まずは彼らの居場所を突き止めようと発信器を造った。
それから、活動する深夜に現場に赴き、彼らに発信器を付けるチャンスを待った。
発信器が出来て3ヶ月。
その間、チャンスは1回もなかった。
警察の警備は当然、厳しいし、y-ELLOW-voiceが逃走する道で待ち伏せしようとしても彼らの逃走経路は空の上。
待ち伏せなんて出来やしない。
それでも大貴は諦めなかった。
その甲斐があったのか、執念が実を結んだのかある日、チャンスが訪れた。
白い息が呼吸する度に見える深夜。
怪盗y-ELLOW-voiceが警備を掻い潜り、見事逃走に成功した。
見物人も解散となって、大貴も家に帰ろうとしたその途中で見てしまったのだ。
人気のない細い路地裏に怪盗y-ELLOW-voiceの1人が空から降りてくる所を。
大貴は走った。
今なら怪盗y-ELLOW-voiceと接触出来る、と。
このチャンスを絶対に無駄にはしないと大貴は焦った。
その焦りで目の前に人がいたことに気が付かなかった。
勢いよく人にぶつかるとそのまま地面にお尻をぶつけた。
大貴「あいたたたた……」
「ごめん。よそ見してた」
ぶつかった相手が大貴に手を差し伸べる。
大貴「ごめんなさい。俺も急いでいたから」
手を伸ばし、差し出された手を掴みながら、ふと見上げると大貴が今一番会いたかった人物がそこにいた。
エース「ケガしてない?痛みは大丈夫?」
大貴「あっ……はい……。大…丈夫…です」
思いがけない出会いに大貴は呆然となった。
確かに偶然y-ELLOW-voiceが降りてくる瞬間を目撃して走ってきたが、まさか目の前にいるとは思わなかった。
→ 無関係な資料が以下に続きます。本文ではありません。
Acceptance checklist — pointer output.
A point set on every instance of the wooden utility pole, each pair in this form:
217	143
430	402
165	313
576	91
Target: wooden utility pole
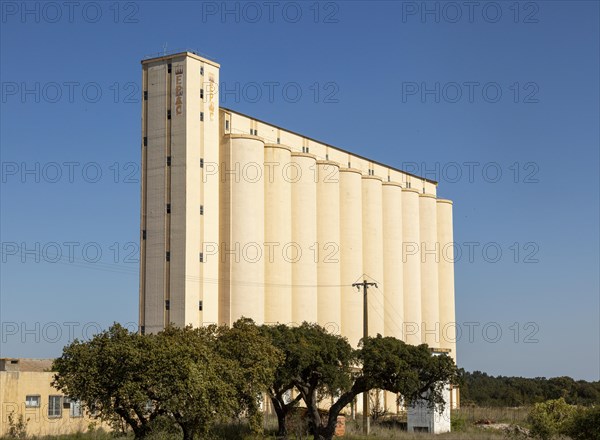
365	286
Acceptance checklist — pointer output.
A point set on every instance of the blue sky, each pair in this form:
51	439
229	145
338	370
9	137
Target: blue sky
498	101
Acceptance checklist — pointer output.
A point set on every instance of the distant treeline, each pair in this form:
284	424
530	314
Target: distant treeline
480	389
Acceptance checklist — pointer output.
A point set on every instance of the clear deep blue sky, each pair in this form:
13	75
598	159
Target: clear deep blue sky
369	62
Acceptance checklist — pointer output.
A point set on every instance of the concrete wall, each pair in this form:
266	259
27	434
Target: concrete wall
15	386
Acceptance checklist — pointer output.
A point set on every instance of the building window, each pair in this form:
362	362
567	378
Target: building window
54	406
74	407
32	401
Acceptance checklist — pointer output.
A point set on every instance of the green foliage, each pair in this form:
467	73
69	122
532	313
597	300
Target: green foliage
584	424
412	371
549	419
194	377
319	363
109	374
17	429
186	378
457	422
483	390
256	361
エース「そっか。なら良かった。じゃ。俺は急いでいるんで」
未だ呆然としている大貴をそのままに、エースは片手を上げると人間とは思えないほどのスピードでその場から立ち去った。
数分後。
大貴「しまった〜!折角のチャンスが〜!!」
我に返った大貴の言葉が木霊していた。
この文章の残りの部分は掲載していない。